The November/December issue of the International Journal of Plant Sciences explores the current state of our knowledge of natural selection in plants.
"Plants were crucially important to Darwin's development of the theory of natural selection (six of his books were on plants)," writes Jeffrey Conner, a biologist at Michigan State University and guest editor of the issue. "Plants are still crucially important to the study of natural selection in the field."
The issue features reviews and original research articles that explore multiple aspects of this complex topic. A complete table of contents for the issue is available at http://www.journals.uchicago.edu/toc/ijps/current.
The Evolution of Self-Fertilization
The ability of some plants to self-fertilize has its advantages, especially in areas where there aren't many pollinating insects.
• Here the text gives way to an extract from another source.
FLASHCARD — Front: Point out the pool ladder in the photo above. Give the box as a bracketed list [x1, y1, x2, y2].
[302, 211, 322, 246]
But research by Susan Mazer from U.C. Santa Barbara and colleagues suggests that self-fertilization may not always be an evolutionary advantage in and of itself. Rather, it sometimes may evolve because it is linked to physiological traits that help plants deal with seasonal drought.
The researchers studied four closely related species of Clarkia, which belong to the Evening Primrose family. Two of the species are predominantly self-fertilizing (selfers); the other two are predominantly outcrossing, meaning they fertilize via pollen transfer from plant to plant. The research has found that the selfers have physiological traits (faster photosynthetic rates per area of leaf, for example) that appear to promote a more rapid life cycle. As a result, selfers produce flowers and begin the reproductive process weeks before their outcrossing counterparts, and before the onset of the late spring drought in the plants' native habitat.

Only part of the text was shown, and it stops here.